I have tried many variations (for instance not including the “.detach()” methods. I still get the same error. My training loop looks like this:

start = time.time()
# training
for epoch in range(epochs):
    running_loss = 0.0
    # hidden = model.init_hidden(batch_size)
    for i, data in enumerate(train_loader, 0):
        current = time.time()
        print(i, (current-start)/60)
        inputs, labels = data

        outputs, hidden = model(inputs)
        loss = criterion(outputs, labels.float())
        # running_loss += loss.item()

        optimizer.zero_grad()
        loss.backward()
        optimizer.step()

    print('Finished Training')

Does anyone know what’s wrong with my code? Where am I “trying to backward through the graph a second time”? Thanks in advance!

ptrblck · July 2, 2024, 10:45pm

Your code works fine for me after adding the missing pieces:

class Network(nn.Module):
    def __init__(self, input_size=40, hidden_size=10, num_layers=1, batch_first=True):
        super(Network, self).__init__()
        self.hidden_size = hidden_size
        # our LSTM model
        self.LSTM = nn.LSTM(input_size=input_size, hidden_size=hidden_size, num_layers=num_layers, batch_first=batch_first)
        # final fully connected layers
        self.fc1 = nn.Linear(10, 5)
        self.fc2 = nn.Linear(5, 1)
    
    def forward(self, x):
        h0 = torch.zeros(1, x.size(0), self.hidden_size)
        c0 = torch.zeros(1, x.size(0), self.hidden_size)
        output, hidden = self.LSTM(x, (h0.detach(), c0.detach()))
        x = F.relu(self.fc1(output[:,-1,:].view(x.size(0), -1)))
        x = torch.sigmoid(self.fc2(x))
        return x, hidden


model = Network()
N = 160
x = torch.randn(N, 20, 40)
dataset = TensorDataset(x, torch.randint(0, 2, (N, 1)))
train_loader = DataLoader(dataset, batch_size=8)

criterion = nn.BCELoss()
optimizer = torch.optim.Adam(model.parameters(), lr=1e-3)

for epoch in range(100):
    for i, data in enumerate(train_loader, 0):
        inputs, labels = data
    
        outputs, hidden = model(inputs)
        loss = criterion(outputs, labels.float())
    
        optimizer.zero_grad()
        loss.backward()
        optimizer.step()
    print("epoch {}, loss: {}".format(epoch, loss.item()))
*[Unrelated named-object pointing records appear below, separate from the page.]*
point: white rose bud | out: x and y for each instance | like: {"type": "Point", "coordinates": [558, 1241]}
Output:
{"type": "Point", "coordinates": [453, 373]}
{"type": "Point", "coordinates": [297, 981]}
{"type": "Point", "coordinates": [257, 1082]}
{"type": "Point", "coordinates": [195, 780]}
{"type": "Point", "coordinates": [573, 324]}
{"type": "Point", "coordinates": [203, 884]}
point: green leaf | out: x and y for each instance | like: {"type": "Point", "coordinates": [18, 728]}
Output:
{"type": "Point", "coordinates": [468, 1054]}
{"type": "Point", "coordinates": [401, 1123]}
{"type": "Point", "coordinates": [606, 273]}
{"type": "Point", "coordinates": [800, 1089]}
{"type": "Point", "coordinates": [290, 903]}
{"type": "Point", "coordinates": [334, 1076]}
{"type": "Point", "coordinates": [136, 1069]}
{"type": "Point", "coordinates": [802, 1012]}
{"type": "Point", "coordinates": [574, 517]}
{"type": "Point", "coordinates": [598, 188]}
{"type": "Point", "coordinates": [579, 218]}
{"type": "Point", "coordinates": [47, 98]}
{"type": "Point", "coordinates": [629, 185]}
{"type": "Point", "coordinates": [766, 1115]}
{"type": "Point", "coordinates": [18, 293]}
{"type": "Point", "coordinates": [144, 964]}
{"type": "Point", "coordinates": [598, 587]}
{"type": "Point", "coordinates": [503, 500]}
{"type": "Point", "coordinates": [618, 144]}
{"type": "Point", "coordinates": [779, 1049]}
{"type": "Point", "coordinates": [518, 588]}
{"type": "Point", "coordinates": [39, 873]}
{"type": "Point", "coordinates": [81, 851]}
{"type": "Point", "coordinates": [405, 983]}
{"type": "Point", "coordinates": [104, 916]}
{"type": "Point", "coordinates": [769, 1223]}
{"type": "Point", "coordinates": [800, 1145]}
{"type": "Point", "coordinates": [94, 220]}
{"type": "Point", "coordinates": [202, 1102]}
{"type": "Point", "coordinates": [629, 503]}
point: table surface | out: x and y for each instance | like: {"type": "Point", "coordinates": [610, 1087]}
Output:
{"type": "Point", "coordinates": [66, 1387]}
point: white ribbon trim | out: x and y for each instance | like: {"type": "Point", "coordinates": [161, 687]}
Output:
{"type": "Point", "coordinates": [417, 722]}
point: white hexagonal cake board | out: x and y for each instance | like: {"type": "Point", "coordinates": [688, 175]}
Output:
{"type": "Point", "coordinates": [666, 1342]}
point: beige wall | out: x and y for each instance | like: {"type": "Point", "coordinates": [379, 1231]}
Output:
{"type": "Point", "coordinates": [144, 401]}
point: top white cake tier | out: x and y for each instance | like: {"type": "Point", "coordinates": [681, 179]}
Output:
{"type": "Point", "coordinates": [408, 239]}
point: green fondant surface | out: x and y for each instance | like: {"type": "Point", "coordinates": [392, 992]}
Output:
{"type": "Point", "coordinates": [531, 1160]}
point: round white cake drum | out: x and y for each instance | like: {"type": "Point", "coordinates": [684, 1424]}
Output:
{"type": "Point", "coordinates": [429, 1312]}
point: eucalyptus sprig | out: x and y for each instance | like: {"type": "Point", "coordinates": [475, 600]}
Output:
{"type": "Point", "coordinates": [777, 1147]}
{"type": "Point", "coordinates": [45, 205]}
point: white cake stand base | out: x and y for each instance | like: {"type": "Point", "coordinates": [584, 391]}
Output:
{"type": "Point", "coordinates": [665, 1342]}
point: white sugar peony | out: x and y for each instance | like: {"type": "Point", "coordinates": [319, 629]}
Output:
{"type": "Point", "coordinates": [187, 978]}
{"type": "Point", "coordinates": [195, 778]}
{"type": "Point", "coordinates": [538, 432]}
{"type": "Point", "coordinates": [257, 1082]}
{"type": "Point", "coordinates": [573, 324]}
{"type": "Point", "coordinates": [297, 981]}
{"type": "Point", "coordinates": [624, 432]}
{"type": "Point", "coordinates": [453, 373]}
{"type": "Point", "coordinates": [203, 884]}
print('Finished Training')

# epoch 0, loss: 0.708498477935791
# epoch 1, loss: 0.7076647877693176
# epoch 2, loss: 0.7070136070251465
# ...
# epoch 97, loss: 0.0009400603594258428
# epoch 98, loss: 0.0009146835654973984
# epoch 99, loss: 0.000890372262801975
# Finished Training

giorgoskeme · July 3, 2024, 5:52am

Thank you for the quick reply. The model was actually fine, as you noted. The issue originated from the nature and type of my data, becaue I had tried to write non-torch data to torch tensors. Running your code and getting no error convinced me it’s not the model’s or training’s fault. Thanks again!